De highway, de zogenaamde "from Sea to Sky highway"is op veel plaatsen verbeterd. Ik blijf het een onaangename weg vinden. Erg bochtig met veel stijgen en dalen en vooral veel mensen met haast. Dat zie je verder in (West)Canada niet, maar al die lui uit Vancouver die in Whistler, skiën of iets anders doen, hebben altijd veel haast.

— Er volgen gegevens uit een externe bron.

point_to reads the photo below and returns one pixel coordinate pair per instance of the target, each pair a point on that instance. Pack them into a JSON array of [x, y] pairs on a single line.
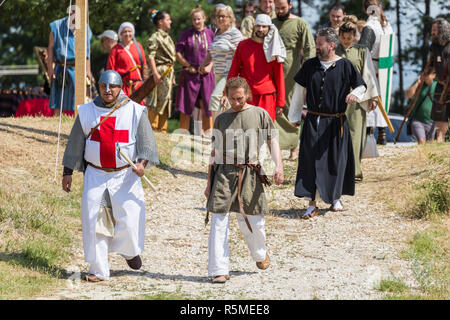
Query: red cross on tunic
[[107, 135]]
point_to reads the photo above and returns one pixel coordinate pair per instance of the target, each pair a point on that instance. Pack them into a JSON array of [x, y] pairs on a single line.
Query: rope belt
[[109, 169], [263, 178], [68, 64], [336, 115]]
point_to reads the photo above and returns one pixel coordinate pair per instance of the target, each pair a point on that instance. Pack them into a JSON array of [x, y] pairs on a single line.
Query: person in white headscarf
[[259, 60], [376, 25], [128, 58]]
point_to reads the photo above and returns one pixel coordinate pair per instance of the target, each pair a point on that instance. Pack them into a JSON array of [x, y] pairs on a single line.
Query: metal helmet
[[110, 77]]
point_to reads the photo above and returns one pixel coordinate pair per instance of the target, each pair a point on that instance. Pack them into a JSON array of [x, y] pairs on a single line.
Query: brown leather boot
[[264, 264], [221, 279], [381, 136], [135, 263]]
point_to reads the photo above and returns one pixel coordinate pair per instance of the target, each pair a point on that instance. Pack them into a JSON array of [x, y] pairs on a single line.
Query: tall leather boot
[[381, 136]]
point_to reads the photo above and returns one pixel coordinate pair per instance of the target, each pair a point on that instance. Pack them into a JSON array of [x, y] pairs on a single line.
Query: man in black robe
[[326, 163]]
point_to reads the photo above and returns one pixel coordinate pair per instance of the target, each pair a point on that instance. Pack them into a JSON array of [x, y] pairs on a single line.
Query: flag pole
[[80, 53]]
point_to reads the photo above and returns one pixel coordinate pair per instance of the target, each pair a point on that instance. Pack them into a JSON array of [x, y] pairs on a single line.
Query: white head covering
[[125, 25], [374, 9], [109, 34], [273, 45]]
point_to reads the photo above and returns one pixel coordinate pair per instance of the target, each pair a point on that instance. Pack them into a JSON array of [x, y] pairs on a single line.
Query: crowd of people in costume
[[271, 73]]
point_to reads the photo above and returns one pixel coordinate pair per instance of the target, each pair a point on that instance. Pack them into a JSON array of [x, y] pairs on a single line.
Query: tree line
[[25, 24]]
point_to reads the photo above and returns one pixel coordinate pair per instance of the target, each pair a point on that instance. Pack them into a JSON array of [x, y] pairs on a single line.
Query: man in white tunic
[[112, 205]]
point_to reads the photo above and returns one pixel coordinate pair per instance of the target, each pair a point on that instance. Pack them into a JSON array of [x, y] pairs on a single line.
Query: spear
[[411, 106], [120, 154]]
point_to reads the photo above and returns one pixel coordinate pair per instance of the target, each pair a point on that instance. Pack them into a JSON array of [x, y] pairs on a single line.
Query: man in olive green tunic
[[248, 23], [161, 56], [360, 57], [299, 43], [234, 178]]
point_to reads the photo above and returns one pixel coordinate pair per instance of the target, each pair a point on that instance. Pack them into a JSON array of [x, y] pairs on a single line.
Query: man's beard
[[284, 17], [438, 40], [260, 35], [323, 54]]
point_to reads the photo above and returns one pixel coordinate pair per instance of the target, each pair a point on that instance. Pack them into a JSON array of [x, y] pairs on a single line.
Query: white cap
[[109, 34], [263, 20]]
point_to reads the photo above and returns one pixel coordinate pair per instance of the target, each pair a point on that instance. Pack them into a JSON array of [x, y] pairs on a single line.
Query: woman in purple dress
[[195, 87]]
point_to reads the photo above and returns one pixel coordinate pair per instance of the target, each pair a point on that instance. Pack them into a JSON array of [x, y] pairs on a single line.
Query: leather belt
[[109, 169], [68, 64], [263, 178], [336, 115]]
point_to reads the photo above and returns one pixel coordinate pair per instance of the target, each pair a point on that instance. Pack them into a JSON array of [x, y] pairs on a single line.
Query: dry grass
[[40, 224]]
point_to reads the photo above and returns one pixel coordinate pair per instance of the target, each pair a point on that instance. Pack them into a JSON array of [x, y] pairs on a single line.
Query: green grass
[[432, 196], [428, 250], [392, 286]]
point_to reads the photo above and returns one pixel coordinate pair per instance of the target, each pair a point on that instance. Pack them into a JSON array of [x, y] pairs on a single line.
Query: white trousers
[[101, 265], [218, 249]]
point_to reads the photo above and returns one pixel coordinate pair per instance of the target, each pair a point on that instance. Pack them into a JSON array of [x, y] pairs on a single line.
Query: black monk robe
[[326, 159]]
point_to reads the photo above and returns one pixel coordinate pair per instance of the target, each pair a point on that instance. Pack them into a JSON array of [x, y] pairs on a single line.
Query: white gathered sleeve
[[297, 102], [359, 92], [370, 78]]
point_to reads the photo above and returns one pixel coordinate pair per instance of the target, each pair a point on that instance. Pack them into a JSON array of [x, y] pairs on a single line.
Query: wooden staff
[[411, 106], [131, 163], [385, 116]]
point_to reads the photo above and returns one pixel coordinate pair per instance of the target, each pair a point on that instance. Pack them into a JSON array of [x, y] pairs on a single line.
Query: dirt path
[[333, 256]]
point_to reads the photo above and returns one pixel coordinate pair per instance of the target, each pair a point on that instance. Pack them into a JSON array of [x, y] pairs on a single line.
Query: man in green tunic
[[299, 43], [235, 178], [360, 57]]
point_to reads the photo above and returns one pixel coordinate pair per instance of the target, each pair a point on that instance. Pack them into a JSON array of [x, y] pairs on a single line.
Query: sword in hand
[[121, 155]]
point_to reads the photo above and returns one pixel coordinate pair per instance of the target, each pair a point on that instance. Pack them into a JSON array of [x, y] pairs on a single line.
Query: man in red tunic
[[128, 58], [259, 60]]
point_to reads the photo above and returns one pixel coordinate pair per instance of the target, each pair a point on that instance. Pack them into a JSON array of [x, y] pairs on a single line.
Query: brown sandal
[[312, 214], [336, 210], [264, 264], [221, 279]]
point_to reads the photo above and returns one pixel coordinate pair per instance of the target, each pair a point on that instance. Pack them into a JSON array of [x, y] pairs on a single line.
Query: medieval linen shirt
[[326, 160], [248, 130], [160, 47], [360, 57], [299, 43], [122, 189], [145, 142]]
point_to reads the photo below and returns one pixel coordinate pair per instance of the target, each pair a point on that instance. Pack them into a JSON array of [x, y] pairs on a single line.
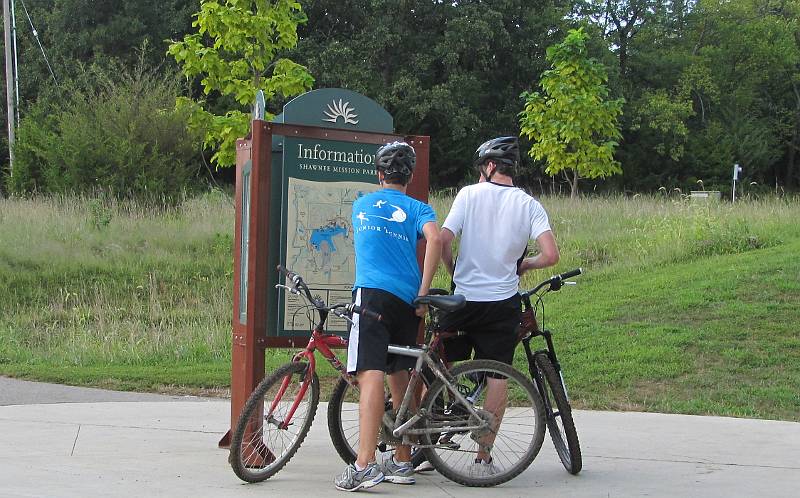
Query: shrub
[[114, 129]]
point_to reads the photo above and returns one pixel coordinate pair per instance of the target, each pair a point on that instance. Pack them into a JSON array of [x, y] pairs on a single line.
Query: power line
[[36, 35]]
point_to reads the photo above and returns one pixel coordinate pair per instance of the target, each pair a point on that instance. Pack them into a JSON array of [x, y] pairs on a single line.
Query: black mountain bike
[[545, 370]]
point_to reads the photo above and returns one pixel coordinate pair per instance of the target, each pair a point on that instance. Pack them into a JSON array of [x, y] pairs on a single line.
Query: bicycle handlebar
[[571, 273], [354, 308], [555, 282], [298, 282]]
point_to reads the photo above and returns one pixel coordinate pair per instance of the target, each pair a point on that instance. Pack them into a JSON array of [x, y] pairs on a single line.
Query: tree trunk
[[573, 183], [794, 145]]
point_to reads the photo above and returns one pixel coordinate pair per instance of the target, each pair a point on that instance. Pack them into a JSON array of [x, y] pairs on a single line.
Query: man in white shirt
[[496, 220]]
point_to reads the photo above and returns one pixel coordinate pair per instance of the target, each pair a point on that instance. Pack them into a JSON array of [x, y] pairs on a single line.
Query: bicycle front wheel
[[507, 424], [559, 414], [274, 422], [343, 420]]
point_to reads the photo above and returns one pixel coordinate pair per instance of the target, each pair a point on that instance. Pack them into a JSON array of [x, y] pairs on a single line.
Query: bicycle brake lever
[[290, 289], [343, 315]]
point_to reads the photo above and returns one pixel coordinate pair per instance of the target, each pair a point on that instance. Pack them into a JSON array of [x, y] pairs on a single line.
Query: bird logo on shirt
[[397, 216]]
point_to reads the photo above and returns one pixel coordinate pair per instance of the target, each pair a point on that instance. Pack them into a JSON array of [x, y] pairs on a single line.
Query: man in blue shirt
[[387, 225]]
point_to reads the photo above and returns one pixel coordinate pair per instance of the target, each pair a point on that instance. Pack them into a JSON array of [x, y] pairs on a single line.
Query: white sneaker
[[481, 469]]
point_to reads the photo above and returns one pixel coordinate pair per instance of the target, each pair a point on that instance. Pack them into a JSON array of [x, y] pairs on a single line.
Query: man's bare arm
[[433, 253], [447, 238]]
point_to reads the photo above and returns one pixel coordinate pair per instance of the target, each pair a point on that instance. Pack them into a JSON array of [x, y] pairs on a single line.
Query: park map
[[319, 245]]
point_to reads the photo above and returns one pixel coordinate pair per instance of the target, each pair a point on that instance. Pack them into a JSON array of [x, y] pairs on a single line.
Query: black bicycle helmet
[[502, 150], [396, 158]]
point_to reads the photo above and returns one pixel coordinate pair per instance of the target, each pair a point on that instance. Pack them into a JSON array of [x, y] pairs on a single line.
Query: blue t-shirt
[[387, 225]]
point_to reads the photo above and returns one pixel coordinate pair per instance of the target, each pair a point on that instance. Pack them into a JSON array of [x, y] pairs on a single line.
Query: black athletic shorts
[[491, 330], [369, 340]]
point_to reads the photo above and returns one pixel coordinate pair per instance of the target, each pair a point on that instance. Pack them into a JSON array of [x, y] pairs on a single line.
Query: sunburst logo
[[343, 110]]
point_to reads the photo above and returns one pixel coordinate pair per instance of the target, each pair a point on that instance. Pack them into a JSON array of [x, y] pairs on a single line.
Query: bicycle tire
[[511, 452], [269, 433], [564, 436]]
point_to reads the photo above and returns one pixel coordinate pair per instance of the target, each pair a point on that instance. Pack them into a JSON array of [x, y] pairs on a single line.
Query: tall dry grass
[[93, 280]]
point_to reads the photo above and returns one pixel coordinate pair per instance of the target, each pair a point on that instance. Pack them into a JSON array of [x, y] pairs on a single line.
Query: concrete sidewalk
[[156, 448]]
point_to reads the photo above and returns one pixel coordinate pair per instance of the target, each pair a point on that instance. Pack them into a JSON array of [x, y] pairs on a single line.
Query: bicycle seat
[[446, 303]]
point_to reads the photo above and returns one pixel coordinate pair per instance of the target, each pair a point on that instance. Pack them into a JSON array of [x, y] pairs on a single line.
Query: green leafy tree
[[236, 52], [573, 124]]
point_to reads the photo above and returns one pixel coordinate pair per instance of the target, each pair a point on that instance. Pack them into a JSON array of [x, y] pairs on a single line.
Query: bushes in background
[[114, 128]]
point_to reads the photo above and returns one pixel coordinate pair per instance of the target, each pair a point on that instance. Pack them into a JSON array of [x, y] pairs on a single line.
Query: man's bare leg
[[398, 383], [496, 402], [370, 414]]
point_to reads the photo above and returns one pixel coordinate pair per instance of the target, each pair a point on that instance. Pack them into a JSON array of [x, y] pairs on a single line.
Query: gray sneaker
[[353, 480], [398, 473]]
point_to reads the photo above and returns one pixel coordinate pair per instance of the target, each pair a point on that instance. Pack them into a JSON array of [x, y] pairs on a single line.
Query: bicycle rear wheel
[[274, 422], [559, 414], [343, 420], [453, 436]]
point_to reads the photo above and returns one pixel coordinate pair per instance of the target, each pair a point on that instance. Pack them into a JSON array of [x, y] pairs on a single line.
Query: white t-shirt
[[495, 222]]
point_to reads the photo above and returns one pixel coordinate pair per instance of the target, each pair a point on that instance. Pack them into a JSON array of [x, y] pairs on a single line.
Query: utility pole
[[736, 170], [10, 82]]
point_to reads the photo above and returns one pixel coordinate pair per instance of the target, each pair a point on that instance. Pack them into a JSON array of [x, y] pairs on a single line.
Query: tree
[[412, 58], [573, 125], [236, 52]]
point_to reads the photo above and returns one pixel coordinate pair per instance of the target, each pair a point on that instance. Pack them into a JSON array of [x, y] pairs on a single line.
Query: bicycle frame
[[318, 341]]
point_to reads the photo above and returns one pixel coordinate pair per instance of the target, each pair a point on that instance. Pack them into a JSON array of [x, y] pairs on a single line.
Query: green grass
[[686, 308]]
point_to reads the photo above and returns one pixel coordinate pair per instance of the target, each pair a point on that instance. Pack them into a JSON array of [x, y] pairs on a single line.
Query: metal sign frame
[[254, 265]]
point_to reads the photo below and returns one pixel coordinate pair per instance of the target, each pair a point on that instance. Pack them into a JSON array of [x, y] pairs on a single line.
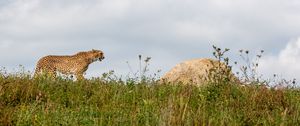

We stoppen op een viewpoint, dat uitzicht biedt op de "Tantalus range". Gonda en ik hebben nog een intellectuele discussie over de herkomst van de naam. Ik ken het begrip "tantaluskwelling", maar weet niet meer precies waar dat voor staat.

In Squamish gaan we eerst zoals afgesproken naar het depot van BC-rail. Daar moeten dan toch treinen te fotograferen zijn. Nou ja, soms zit ut ......

We rijden naar het stationsgebouw aan het andere einde van het emplacement. Daar stoppen eventuele passagierstreinen. BC-rail heeft nog een regelmatige dienst van North Vancouver naar Prince George. Tevens is dit het eindstation voor de historische ritten met onder meer de "Royal Hudson".

Van deze kant af zijn inderdaad wat locomotieven te zien. Daaronder twee historische diesels. Ook een "Budd" passagierstreinstel staat geparkeerd.

De zon onze vriend zorgt voor een aangename temperatuur, maar staat ook pal in onze lenzen. Alleen tegenlicht dus.

Terwijl wij daar staan, stapt een man uit zijn auto en komt op ons af voor een praatje. Afgezien van het feit dat hij een slecht gebit heeft, is het een mazzelkont. Hij is door een medewerker van BC-rail compleet rondgeleid door de werkplaatsen en heeft ook overal aan kunnen en mogen zitten, de locomotieven incluis.

Zijn geluk straalt af; er gaat gerangeerd worden. Als tractie een dieselloc met een onbemande hulploc. De man vertelde nog hoe die hulplocs heten. Het komt hierop neer, dat het een met zand verzwaard rijtuig is met vier elektromotoren. De diesel produceert zoveel elektriciteit, dat ook de vier motoren van de hulploc van stroom kunnen worden voorzien, waarmee een loc nu dubbele trekkracht heeft.

De man gaat naar Vancouver en wij naar de konijnen camping. Aldaar aangekomen blijken een aantal zaken veranderd. De toegangsweg is verbeterd. De meeste konijnen zijn weg. De receptie is gesloten, maar je mag jezelf inchecken.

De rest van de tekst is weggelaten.